Staff who work in settings in which these techniques are used often convince themselves that such interventions are necessary to free individuals with severe behavior problems from their disabling conditions. When this author conducted interviews with staff who implemented aversive techniques, a prevailing sentiment was that the need for these procedures was unfortunate but their use was necessary due to the severity of the behavior problems exhibited by the people they served.
It may also be important to staff for them to describe aversive procedures in clinical, detached terms. This depersonalization has a cyclic effect. Such perceptions encourage the continued implementation of demeaning procedures, which in turn results in the further devaluation of the victims of such methods. We compromise the public's perception of all people with disabilities when our treatment implies that these are dangerous, unpredictable people whose extraordinary behaviors need to be controlled through extraordinary means.

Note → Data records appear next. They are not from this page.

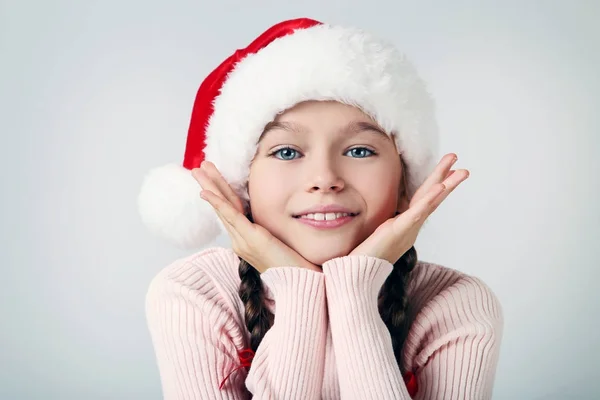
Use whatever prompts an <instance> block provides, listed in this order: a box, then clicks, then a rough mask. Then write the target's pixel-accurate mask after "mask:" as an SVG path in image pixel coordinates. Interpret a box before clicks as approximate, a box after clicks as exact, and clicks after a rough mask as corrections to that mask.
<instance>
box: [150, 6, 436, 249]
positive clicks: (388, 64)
mask: <svg viewBox="0 0 600 400" xmlns="http://www.w3.org/2000/svg"><path fill="white" fill-rule="evenodd" d="M307 100H336V101H339V102H342V103H345V104H349V105H353V106H356V107H358V108H360V109H361V110H363V111H364V112H365V113H366V114H368V115H370V116H371V117H372V118H373V119H374V120H375V121H377V122H378V123H379V125H380V126H381V127H382V128H383V129H384V130H385V131H386V132H388V133H389V134H390V135H391V134H392V133H394V135H395V140H396V147H397V148H398V149H399V150H400V151H402V157H403V160H404V162H405V164H406V166H407V178H408V179H407V180H408V182H407V190H408V194H409V197H412V195H413V194H414V192H415V191H416V189H417V188H418V187H419V186H420V185H421V184H422V182H423V181H424V180H425V178H426V177H427V176H428V175H429V174H430V172H431V171H432V169H433V167H434V166H435V162H436V158H437V157H436V156H437V154H436V153H437V143H438V130H437V124H436V121H435V117H434V104H433V100H432V98H431V97H430V95H429V93H428V92H427V90H426V88H425V85H424V83H423V81H422V80H421V79H420V77H419V76H418V75H417V72H416V70H415V69H414V67H413V66H412V65H411V63H410V62H409V61H408V60H407V59H406V57H405V56H404V55H403V54H402V53H400V52H399V51H398V50H397V49H396V48H395V47H394V46H392V45H390V44H389V43H386V42H383V41H382V40H380V39H377V38H375V37H373V36H371V35H369V34H368V33H366V32H364V31H362V30H359V29H355V28H347V27H340V26H333V25H327V24H323V23H321V22H318V21H315V20H312V19H308V18H300V19H294V20H289V21H284V22H281V23H279V24H277V25H274V26H273V27H271V28H269V29H268V30H267V31H265V32H264V33H263V34H262V35H260V36H259V37H258V38H257V39H255V40H254V41H253V42H252V43H251V44H250V45H249V46H248V47H246V48H244V49H241V50H237V51H236V52H235V53H234V54H233V55H231V56H230V57H229V58H227V59H226V60H225V61H224V62H223V63H221V65H219V66H218V67H217V68H216V69H215V70H214V71H213V72H211V73H210V74H209V75H208V76H207V77H206V79H205V80H204V81H203V82H202V84H201V85H200V88H199V90H198V93H197V95H196V100H195V102H194V108H193V110H192V117H191V122H190V127H189V130H188V137H187V143H186V148H185V155H184V159H183V163H182V164H169V165H166V166H162V167H158V168H155V169H153V170H151V171H150V172H149V173H148V175H147V176H146V178H145V179H144V182H143V185H142V188H141V192H140V194H139V197H138V205H139V211H140V214H141V216H142V220H143V221H144V223H145V224H146V226H147V227H148V228H149V229H150V230H151V231H153V232H154V233H155V234H157V235H159V236H161V237H163V238H165V239H167V240H168V241H170V242H171V243H173V244H175V245H177V246H178V247H182V248H200V247H203V246H206V245H207V244H209V243H210V242H211V241H212V240H214V239H215V238H216V237H217V236H218V235H219V234H220V233H221V232H224V231H225V230H224V228H223V226H222V223H221V222H220V220H219V219H218V218H217V216H216V214H215V213H214V210H212V207H211V206H210V205H209V204H208V203H207V202H205V201H203V200H202V199H200V196H199V192H200V186H199V185H198V183H197V182H196V180H195V179H194V178H193V177H192V175H191V173H190V170H191V169H193V168H197V167H199V166H200V163H201V162H202V161H203V160H209V161H211V162H213V163H214V164H215V165H216V167H217V168H218V169H219V171H220V172H221V174H222V175H223V177H224V178H225V179H226V180H227V181H228V182H229V184H230V185H231V186H232V188H233V189H234V190H235V191H236V192H237V193H238V195H239V196H240V198H241V199H242V201H243V202H244V203H245V206H246V207H247V206H248V192H247V187H246V184H247V181H248V174H249V167H250V162H251V160H252V158H253V156H254V154H255V152H256V149H257V145H258V143H257V141H258V139H259V137H260V135H261V133H262V131H263V129H264V127H265V125H266V124H268V123H269V122H271V121H272V120H273V119H274V118H275V117H276V116H277V114H279V113H281V112H283V111H285V110H287V109H289V108H291V107H293V106H294V105H296V104H298V103H300V102H302V101H307Z"/></svg>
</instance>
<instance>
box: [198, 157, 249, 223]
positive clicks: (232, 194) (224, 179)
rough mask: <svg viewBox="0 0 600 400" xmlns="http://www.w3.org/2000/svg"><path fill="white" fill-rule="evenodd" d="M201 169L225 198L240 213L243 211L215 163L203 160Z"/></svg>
mask: <svg viewBox="0 0 600 400" xmlns="http://www.w3.org/2000/svg"><path fill="white" fill-rule="evenodd" d="M201 169H204V170H205V171H206V173H207V174H208V176H209V177H211V178H212V181H213V182H214V183H215V185H217V187H218V188H219V191H220V192H221V193H222V194H223V195H224V196H225V198H226V199H227V200H229V202H230V203H231V204H232V205H233V206H234V207H235V208H236V209H237V210H238V211H239V212H241V213H243V212H244V205H243V204H242V201H241V200H240V197H239V196H238V195H237V193H236V192H235V191H234V190H233V189H232V188H231V185H229V183H228V182H227V181H226V180H225V178H223V175H222V174H221V172H220V171H219V170H218V169H217V167H216V166H215V164H213V163H212V162H210V161H204V162H203V163H202V166H201Z"/></svg>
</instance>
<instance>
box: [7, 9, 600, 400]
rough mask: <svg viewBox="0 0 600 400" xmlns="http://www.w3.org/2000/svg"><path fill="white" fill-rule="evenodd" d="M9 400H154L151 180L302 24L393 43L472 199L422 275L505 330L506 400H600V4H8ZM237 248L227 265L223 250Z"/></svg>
mask: <svg viewBox="0 0 600 400" xmlns="http://www.w3.org/2000/svg"><path fill="white" fill-rule="evenodd" d="M0 5H1V6H0V7H1V8H0V72H1V73H0V113H1V114H0V117H1V118H0V133H1V135H2V136H1V142H0V151H1V157H0V163H2V164H1V165H0V177H1V179H2V196H1V198H0V201H1V207H0V213H1V214H0V217H1V222H0V246H1V256H0V257H1V258H0V268H1V275H0V284H2V288H1V289H0V301H1V303H0V328H1V329H0V359H1V361H0V398H1V399H44V400H49V399H90V400H92V399H144V400H147V399H159V398H161V388H160V382H159V376H158V371H157V367H156V363H155V359H154V353H153V349H152V345H151V342H150V338H149V335H148V331H147V327H146V323H145V316H144V296H145V293H146V288H147V285H148V283H149V281H150V279H151V278H152V277H153V276H154V275H155V274H156V273H157V272H158V271H159V270H160V269H162V268H163V267H165V266H166V265H167V264H168V263H170V262H171V261H173V260H175V259H176V258H178V257H180V256H183V255H186V254H188V252H184V251H180V250H177V249H174V248H172V247H170V246H169V245H167V244H165V243H163V242H161V241H160V240H158V239H156V238H154V237H152V236H150V234H149V233H148V232H147V231H146V230H145V228H144V227H143V226H142V224H141V222H140V219H139V217H138V214H137V209H136V197H137V193H138V190H139V185H140V183H141V180H142V177H143V175H144V173H145V172H146V171H147V170H149V169H150V168H152V167H155V166H159V165H162V164H165V163H168V162H172V161H181V160H182V158H183V151H184V146H185V138H186V134H187V128H188V123H189V116H190V112H191V107H192V103H193V100H194V96H195V94H196V90H197V88H198V86H199V84H200V82H201V81H202V79H203V78H204V77H205V76H206V74H208V73H209V72H210V71H211V70H212V69H213V68H214V67H215V66H216V65H218V64H219V63H220V62H221V61H222V60H223V59H224V58H226V57H227V56H229V55H230V53H232V52H233V51H234V50H235V49H237V48H241V47H245V46H246V45H247V44H248V43H249V42H250V41H251V40H252V39H254V38H255V37H256V36H257V35H259V34H260V33H262V32H263V31H264V30H265V29H266V28H267V27H269V26H271V25H272V24H274V23H276V22H279V21H281V20H284V19H288V18H295V17H300V16H307V17H311V18H316V19H319V20H321V21H325V22H330V23H342V24H349V25H355V26H359V27H362V28H365V29H367V30H369V31H371V32H373V33H375V34H377V35H379V36H382V37H384V38H386V39H388V40H391V41H393V42H395V43H396V44H397V45H398V46H399V47H400V48H401V49H403V50H404V51H405V52H406V53H407V54H408V55H409V57H410V58H411V59H412V60H413V62H414V63H415V64H416V66H417V67H418V69H419V70H420V72H421V74H422V76H423V77H424V78H425V79H426V80H427V81H428V82H429V87H430V89H431V91H432V92H433V94H434V95H435V97H436V99H437V104H438V110H439V121H440V126H441V130H442V153H445V152H456V153H457V154H458V156H459V162H458V164H457V166H458V167H460V168H468V169H469V170H470V171H471V177H470V179H469V180H468V181H467V182H466V183H465V184H463V185H461V187H460V188H459V189H457V191H456V192H455V193H453V194H452V195H451V196H450V197H449V198H448V200H447V201H446V202H445V203H444V204H443V205H442V206H441V207H440V208H439V209H438V210H437V211H436V213H435V214H434V216H433V217H432V218H431V219H430V222H429V223H428V224H427V225H426V227H425V228H424V231H423V232H422V235H421V236H420V237H419V239H418V242H417V250H418V251H419V255H420V258H422V259H424V260H427V261H432V262H436V263H440V264H443V265H446V266H448V267H451V268H456V269H459V270H462V271H465V272H467V273H471V274H474V275H477V276H480V277H481V278H483V279H484V280H485V281H486V282H487V283H488V284H489V285H490V286H491V287H492V288H493V290H494V291H495V292H496V294H497V295H498V297H499V298H500V300H501V302H502V304H503V307H504V313H505V317H506V322H505V323H506V326H505V331H504V338H503V342H502V351H501V358H500V363H499V366H498V372H497V377H496V384H495V391H494V393H495V396H494V398H495V399H507V400H514V399H560V400H565V399H593V398H600V383H599V382H600V372H599V371H600V361H599V357H600V334H598V319H599V317H600V310H599V309H600V299H599V295H598V294H597V291H598V289H597V287H598V282H599V280H600V273H599V272H598V270H599V267H600V250H599V247H600V246H599V244H598V239H599V237H600V230H599V228H598V225H599V223H600V207H599V200H600V199H599V198H598V197H599V196H598V195H599V193H600V190H599V189H600V179H598V173H599V172H600V165H599V164H600V162H599V161H598V160H599V157H598V156H597V154H596V153H597V152H598V151H599V150H600V135H599V133H600V132H599V131H600V129H599V128H600V117H599V115H600V114H599V113H598V107H599V105H600V104H599V103H600V102H599V95H598V93H600V80H599V78H598V70H600V56H599V53H600V51H599V50H600V28H599V26H600V24H598V22H597V21H598V17H599V15H600V6H599V3H598V2H594V1H587V2H586V1H571V2H567V1H562V2H550V1H546V2H542V1H538V2H532V1H529V2H523V1H514V0H511V1H507V0H505V1H502V2H500V1H498V2H495V3H489V2H488V3H487V4H484V3H482V2H475V1H473V2H467V1H452V2H449V1H442V0H440V1H428V2H415V1H391V0H390V1H374V0H371V1H366V0H363V1H346V2H342V1H327V2H322V1H318V0H312V1H304V2H303V3H301V2H300V1H297V2H293V3H291V2H290V3H289V4H283V2H260V1H253V2H249V1H244V2H242V1H239V2H237V3H233V2H231V1H220V2H218V4H217V2H201V1H195V2H192V1H182V0H177V1H170V2H166V1H161V2H158V1H141V0H119V1H117V0H105V1H96V0H93V1H90V0H88V1H75V0H71V1H43V2H42V1H37V2H34V1H25V0H20V1H17V0H11V1H7V0H2V1H1V2H0ZM227 243H228V240H227V237H225V236H223V237H221V238H220V239H219V242H218V244H219V245H227Z"/></svg>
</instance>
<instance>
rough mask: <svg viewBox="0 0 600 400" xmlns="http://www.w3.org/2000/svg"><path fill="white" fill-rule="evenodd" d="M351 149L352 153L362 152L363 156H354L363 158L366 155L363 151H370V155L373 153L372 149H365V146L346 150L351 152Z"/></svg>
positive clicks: (356, 147)
mask: <svg viewBox="0 0 600 400" xmlns="http://www.w3.org/2000/svg"><path fill="white" fill-rule="evenodd" d="M355 150H361V151H359V152H357V151H355ZM353 151H354V155H357V153H359V154H363V156H361V155H358V157H356V158H365V157H368V155H367V156H365V155H364V153H365V151H367V152H369V153H371V155H375V152H374V151H373V150H370V149H367V148H366V147H355V148H353V149H350V150H348V152H349V153H350V152H353Z"/></svg>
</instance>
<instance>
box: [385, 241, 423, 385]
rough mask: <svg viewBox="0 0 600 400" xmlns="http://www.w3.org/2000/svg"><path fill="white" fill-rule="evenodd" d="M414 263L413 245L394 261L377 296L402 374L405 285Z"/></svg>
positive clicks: (414, 253) (405, 294) (415, 263)
mask: <svg viewBox="0 0 600 400" xmlns="http://www.w3.org/2000/svg"><path fill="white" fill-rule="evenodd" d="M416 264H417V251H416V250H415V248H414V246H413V247H411V248H410V249H409V250H408V251H407V252H406V253H404V255H402V257H400V259H399V260H398V261H396V262H395V263H394V269H393V270H392V272H391V274H390V275H389V276H388V278H387V279H386V281H385V282H384V284H383V286H382V287H381V291H380V292H379V298H378V306H379V313H380V315H381V319H383V322H384V323H385V325H386V326H387V328H388V330H389V331H390V335H391V337H392V347H393V348H394V356H395V357H396V362H397V363H398V366H399V367H400V370H401V371H402V374H404V372H405V371H404V368H403V366H402V347H403V345H404V340H405V339H406V332H407V330H408V329H407V328H408V326H407V323H408V321H407V319H406V309H407V307H408V297H407V296H406V286H407V283H408V278H409V275H410V272H411V271H412V270H413V269H414V267H415V265H416Z"/></svg>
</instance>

The choice of terms with which the professional community describes these procedures is an indicator of this depersonalization. One author discusses this tendency to use language that "whitewashes" the truth: "The language of behavior modification is ideally suited... for detracting the public, the legislature, the judiciary, and perhaps, occasionally, the inmates. But most of all, the language of behavior modification is marvelously suited to soothe the consciences of institutional administrators".
The chart below lists common terminology for aversive procedures and a description of what the procedure entails:
Commonly Used Term Description of Procedure
Finger and Thumb Pressure Pinching
Oral Hygiene Therapy Brushing teeth, and wiping lips and face with an antiseptic
Aroma Therapy Ammonia fumes to the nose
Taste Therapy Lemon juice, hot pepper, or vinegar to the tongue
Exercise Therapy Forced exercise, for example, forced stair walking wearing heavy arm and leg weights
Faradic Stimulation Electric shock
Required Relaxation Holding someone down on the floor until he or she stops struggling
Safety Coat A full body suit used to physically restrain an individual
The unspeakable abuses that are inflicted upon children and adults with disabilities are all the more dangerous when we allow them to be couched under terms like "treatment" and "therapy". In so doing, we convince ourselves that these are necessary, even restorative practices.
The excerpts below, from professional publications, exemplify the tendency to depersonalize the people receiving these procedures as well as the procedures themselves.
The subject reacted violently to the ammonia, turning her head and struggling with the experimenter, although the capsule could be brought to within a few inches of her nose immediately following a slap or antecedent behavior, largely because the subject did not leave her chair.
The subject showed an intense reaction when both the lemon juice and the vinegar were delivered and his reactions were as much a deterrent to on-task behavior during training sessions as his self-stimulation. His reactions consisted of trunk-twisting, arm flapping, and leg extension as well as grimacing, spitting, coughing, screaming, and crying.
There is no discussion of these reactions being normal. No compassion is shown for the suffering caused the people receiving these "treatments". In fact referring to them as "subjects" may assist the individual performing the study to detach him/herself from the pain being induced. Perception of individuals in this depersonalized manner negates the possibility of understanding them as participating, valued, feeling members of our society.